Tentara Israel Tembak Mati Pria Palestina dalam Bentrokan di Tepi Barat

    216
    0
    BERBAGI
    Ilustrasi militer israel tembak warga palestina.[Detik]

    TEPI BARAT – Tentara Israel menembak mati seorang pria Palestina dalam bentrokan terbaru di Tepi Barat. Militer Israel menggunakan peluru sungguhan untuk menanggapi aksi protes warga Palestina di Tepi Barat.

    Dituturkan sejumlah pejabat kesehatan Palestina, seperti dilansir Reuters dan AFP, Selasa (16/1/2018), bahwa warga Palestina yang tewas diidentifikasi bernama Ahmed Saleem (24).

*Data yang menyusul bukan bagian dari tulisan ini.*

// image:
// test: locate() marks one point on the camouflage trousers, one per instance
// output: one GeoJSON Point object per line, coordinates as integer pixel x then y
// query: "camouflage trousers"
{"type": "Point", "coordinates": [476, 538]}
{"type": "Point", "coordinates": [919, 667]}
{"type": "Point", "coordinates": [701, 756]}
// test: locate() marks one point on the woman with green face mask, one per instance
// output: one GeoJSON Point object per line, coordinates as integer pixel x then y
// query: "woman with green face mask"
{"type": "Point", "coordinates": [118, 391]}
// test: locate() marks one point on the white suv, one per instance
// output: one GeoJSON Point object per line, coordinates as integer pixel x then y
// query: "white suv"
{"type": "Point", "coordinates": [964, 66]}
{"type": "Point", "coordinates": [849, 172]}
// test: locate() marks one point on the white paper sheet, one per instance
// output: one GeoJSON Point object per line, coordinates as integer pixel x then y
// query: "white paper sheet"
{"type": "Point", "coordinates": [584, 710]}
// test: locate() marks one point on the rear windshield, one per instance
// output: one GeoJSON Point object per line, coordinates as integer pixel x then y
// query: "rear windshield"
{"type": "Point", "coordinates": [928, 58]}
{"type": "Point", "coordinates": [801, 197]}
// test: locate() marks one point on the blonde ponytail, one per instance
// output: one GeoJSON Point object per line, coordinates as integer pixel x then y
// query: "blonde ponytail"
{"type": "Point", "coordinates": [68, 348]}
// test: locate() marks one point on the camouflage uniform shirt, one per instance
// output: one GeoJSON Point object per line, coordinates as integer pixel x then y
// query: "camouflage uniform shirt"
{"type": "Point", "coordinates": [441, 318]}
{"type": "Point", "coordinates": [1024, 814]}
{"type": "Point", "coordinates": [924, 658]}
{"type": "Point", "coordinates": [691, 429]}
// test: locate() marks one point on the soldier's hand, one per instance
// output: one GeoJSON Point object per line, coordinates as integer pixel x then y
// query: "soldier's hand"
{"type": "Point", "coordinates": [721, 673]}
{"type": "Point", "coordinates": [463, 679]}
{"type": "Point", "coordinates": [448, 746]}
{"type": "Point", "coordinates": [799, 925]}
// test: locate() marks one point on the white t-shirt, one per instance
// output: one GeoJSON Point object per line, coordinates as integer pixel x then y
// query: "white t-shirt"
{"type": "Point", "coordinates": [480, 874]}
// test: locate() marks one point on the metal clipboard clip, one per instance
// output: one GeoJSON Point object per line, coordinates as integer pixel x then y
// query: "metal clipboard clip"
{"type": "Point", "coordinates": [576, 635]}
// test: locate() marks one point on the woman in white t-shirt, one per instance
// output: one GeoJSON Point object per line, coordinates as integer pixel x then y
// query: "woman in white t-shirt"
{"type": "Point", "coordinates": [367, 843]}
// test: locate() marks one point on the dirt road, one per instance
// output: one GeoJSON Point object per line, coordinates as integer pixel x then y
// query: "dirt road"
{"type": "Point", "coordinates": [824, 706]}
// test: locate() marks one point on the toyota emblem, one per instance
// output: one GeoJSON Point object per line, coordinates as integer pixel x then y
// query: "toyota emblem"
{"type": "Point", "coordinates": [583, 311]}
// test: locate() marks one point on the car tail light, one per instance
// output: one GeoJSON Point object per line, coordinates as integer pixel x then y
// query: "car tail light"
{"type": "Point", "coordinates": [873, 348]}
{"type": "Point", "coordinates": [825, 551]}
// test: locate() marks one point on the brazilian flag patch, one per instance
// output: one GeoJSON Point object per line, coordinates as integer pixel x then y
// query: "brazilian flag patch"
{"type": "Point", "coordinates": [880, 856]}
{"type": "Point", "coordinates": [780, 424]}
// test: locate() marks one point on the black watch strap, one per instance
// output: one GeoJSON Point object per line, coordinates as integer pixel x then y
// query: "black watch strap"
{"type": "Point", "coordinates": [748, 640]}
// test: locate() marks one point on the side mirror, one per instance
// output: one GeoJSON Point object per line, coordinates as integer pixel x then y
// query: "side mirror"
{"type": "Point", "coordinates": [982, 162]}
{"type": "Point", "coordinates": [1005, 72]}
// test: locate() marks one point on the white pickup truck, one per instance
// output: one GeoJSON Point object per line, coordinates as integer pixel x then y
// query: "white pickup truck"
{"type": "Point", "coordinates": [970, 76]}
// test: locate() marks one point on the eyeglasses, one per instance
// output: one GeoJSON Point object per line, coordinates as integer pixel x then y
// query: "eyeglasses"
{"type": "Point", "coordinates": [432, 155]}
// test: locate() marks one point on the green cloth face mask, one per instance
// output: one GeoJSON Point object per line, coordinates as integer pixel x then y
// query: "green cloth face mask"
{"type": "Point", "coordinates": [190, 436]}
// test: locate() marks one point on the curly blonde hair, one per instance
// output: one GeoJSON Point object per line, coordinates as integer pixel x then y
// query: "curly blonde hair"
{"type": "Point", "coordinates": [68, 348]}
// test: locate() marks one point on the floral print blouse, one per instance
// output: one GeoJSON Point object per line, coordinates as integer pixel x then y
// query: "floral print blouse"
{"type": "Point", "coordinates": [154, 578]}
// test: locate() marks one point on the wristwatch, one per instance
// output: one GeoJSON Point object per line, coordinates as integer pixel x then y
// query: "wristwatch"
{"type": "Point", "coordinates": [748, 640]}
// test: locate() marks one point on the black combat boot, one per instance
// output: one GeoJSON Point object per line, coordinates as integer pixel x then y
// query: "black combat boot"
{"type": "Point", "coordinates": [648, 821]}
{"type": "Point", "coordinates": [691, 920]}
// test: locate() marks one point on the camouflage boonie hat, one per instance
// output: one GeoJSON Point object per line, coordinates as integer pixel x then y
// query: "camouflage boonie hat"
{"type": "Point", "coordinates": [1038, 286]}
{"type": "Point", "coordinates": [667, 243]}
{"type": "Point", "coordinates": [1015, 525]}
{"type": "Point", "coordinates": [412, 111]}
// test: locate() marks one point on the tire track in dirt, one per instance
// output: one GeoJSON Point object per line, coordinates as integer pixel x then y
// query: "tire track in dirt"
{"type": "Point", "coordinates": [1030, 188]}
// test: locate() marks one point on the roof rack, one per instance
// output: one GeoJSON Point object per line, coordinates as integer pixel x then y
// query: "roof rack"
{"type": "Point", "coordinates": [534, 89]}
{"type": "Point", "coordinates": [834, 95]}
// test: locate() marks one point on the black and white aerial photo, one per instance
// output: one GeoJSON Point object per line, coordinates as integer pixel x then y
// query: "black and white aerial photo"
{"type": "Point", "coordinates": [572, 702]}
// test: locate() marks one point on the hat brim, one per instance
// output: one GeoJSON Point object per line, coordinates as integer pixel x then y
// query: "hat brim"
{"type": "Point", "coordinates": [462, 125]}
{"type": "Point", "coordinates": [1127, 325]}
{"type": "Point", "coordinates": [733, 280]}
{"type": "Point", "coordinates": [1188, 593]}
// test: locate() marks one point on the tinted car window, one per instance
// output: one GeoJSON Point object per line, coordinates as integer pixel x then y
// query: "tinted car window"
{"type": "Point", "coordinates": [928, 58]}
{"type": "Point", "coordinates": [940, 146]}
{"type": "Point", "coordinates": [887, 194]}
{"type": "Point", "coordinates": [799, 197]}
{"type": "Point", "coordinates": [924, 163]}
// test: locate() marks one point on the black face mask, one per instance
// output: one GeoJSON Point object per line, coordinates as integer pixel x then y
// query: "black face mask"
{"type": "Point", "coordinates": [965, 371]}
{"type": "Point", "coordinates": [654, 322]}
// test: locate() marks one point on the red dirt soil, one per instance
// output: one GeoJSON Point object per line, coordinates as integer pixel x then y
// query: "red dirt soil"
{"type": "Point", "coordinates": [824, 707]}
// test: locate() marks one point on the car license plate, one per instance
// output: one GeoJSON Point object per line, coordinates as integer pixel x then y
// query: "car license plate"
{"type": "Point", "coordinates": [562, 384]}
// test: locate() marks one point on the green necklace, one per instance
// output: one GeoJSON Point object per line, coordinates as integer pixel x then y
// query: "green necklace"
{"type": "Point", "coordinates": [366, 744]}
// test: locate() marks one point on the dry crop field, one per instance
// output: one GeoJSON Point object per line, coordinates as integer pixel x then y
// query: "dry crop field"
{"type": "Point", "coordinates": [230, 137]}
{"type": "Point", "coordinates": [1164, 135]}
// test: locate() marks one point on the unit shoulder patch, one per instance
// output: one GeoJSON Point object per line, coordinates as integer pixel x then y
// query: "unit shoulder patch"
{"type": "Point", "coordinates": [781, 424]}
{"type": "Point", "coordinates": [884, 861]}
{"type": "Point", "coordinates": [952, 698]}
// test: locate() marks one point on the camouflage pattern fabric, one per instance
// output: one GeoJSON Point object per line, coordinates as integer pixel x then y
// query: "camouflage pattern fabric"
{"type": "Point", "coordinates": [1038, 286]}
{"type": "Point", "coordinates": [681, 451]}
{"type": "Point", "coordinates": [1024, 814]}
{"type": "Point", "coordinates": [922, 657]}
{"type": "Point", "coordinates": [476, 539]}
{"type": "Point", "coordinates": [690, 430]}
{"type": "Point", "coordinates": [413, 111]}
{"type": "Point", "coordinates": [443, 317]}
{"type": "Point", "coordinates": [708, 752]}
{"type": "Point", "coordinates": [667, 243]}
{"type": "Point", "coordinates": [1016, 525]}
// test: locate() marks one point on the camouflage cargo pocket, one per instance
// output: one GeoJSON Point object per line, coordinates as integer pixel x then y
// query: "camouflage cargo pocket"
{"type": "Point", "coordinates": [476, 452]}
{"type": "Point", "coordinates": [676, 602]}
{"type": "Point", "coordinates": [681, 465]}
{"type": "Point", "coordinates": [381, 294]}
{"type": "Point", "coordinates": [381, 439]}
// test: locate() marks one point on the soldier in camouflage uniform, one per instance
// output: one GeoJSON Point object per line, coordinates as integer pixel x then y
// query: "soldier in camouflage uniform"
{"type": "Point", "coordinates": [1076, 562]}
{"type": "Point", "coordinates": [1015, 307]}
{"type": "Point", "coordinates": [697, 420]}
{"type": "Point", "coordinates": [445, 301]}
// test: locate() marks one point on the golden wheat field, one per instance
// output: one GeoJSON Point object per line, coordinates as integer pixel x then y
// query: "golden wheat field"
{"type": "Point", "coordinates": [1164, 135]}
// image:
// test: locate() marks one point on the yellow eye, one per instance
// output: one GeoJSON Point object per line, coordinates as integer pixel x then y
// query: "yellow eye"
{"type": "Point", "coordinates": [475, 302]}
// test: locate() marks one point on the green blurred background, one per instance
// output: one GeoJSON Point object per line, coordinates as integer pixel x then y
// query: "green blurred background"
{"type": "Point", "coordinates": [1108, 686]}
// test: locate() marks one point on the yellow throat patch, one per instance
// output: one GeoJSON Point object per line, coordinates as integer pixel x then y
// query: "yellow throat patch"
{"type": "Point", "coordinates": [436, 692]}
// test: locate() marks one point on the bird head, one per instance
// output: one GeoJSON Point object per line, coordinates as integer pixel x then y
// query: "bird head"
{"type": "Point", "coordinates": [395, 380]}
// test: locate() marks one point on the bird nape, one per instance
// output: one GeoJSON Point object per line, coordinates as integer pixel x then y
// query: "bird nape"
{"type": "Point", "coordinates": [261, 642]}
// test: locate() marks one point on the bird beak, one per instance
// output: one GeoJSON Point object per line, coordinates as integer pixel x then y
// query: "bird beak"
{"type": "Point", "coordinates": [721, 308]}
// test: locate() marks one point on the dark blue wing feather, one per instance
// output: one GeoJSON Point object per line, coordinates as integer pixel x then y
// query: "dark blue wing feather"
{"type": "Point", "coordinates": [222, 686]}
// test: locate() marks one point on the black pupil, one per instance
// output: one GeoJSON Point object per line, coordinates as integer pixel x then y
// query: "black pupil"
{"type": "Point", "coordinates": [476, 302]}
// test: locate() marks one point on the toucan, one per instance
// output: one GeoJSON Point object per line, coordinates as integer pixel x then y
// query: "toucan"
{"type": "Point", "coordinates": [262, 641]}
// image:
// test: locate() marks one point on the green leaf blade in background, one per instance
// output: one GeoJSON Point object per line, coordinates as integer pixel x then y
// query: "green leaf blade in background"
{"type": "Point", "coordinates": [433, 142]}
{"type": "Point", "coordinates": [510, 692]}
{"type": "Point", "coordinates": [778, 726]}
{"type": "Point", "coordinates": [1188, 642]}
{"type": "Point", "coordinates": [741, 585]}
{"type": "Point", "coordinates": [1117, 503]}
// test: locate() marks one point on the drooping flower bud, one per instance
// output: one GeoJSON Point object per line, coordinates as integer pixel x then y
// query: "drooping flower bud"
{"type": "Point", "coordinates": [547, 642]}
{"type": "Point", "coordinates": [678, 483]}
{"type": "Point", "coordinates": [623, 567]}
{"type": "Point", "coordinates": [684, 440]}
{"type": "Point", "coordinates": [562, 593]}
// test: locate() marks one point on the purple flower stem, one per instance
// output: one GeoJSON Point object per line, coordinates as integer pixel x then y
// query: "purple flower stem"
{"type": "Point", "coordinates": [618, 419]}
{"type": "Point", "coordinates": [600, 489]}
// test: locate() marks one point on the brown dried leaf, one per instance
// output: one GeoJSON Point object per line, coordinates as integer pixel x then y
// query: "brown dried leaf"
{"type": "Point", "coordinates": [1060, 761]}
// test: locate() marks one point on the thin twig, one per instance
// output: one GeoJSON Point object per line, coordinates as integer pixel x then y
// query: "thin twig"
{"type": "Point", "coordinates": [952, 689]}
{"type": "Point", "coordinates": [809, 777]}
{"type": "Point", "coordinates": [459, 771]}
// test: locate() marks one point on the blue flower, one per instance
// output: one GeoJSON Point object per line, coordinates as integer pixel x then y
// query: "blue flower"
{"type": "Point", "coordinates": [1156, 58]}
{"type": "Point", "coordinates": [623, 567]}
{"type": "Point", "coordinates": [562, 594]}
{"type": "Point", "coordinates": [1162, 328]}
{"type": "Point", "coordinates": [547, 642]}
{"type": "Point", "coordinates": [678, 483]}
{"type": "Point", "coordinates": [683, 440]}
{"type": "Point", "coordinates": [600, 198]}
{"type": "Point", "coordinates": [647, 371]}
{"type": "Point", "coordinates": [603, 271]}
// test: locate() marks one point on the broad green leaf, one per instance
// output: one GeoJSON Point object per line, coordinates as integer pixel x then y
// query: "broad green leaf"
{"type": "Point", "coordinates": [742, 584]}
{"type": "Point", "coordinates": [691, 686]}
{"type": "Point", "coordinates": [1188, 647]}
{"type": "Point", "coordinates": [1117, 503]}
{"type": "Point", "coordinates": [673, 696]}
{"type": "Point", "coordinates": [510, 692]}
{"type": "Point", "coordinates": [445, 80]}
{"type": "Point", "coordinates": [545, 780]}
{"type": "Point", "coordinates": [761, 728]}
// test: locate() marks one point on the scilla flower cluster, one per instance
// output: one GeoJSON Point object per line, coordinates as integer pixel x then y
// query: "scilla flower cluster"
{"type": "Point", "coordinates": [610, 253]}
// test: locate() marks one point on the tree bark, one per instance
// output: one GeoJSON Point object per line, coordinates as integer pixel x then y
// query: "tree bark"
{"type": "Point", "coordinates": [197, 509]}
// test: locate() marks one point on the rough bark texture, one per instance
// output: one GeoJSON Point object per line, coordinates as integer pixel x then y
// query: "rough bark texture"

Dia ditembak mati di Jayyous, dekat kota Qalqilya, Tepi Barat pada Senin (15/1/2018) waktu setempat.

    Media-media Palestina menyebut Saleem tewas dalam bentrokan di dekat pagar yang memisahkan Israel dan Tepi Barat.

    Dalam pernyataannya, militer Israel menyatakan pihaknya masih memeriksa laporan tewasnya seorang warga Palestina itu. Namun militer Israel mengakui pihaknya menanggapi aksi protes warga Palestina dengan peluru sungguhan dan cara-cara memecah massa lainnya.

    Militer Israel juga menyebut puluhan warga Palestina melempari tentara Israel dengan batu.

    “Sebagai respons atas aksi kekerasan itu, para tentara menanggapi dengan cara-cara memecah massa dan peluru sungguhan,” demikian pernyataan militer Israel.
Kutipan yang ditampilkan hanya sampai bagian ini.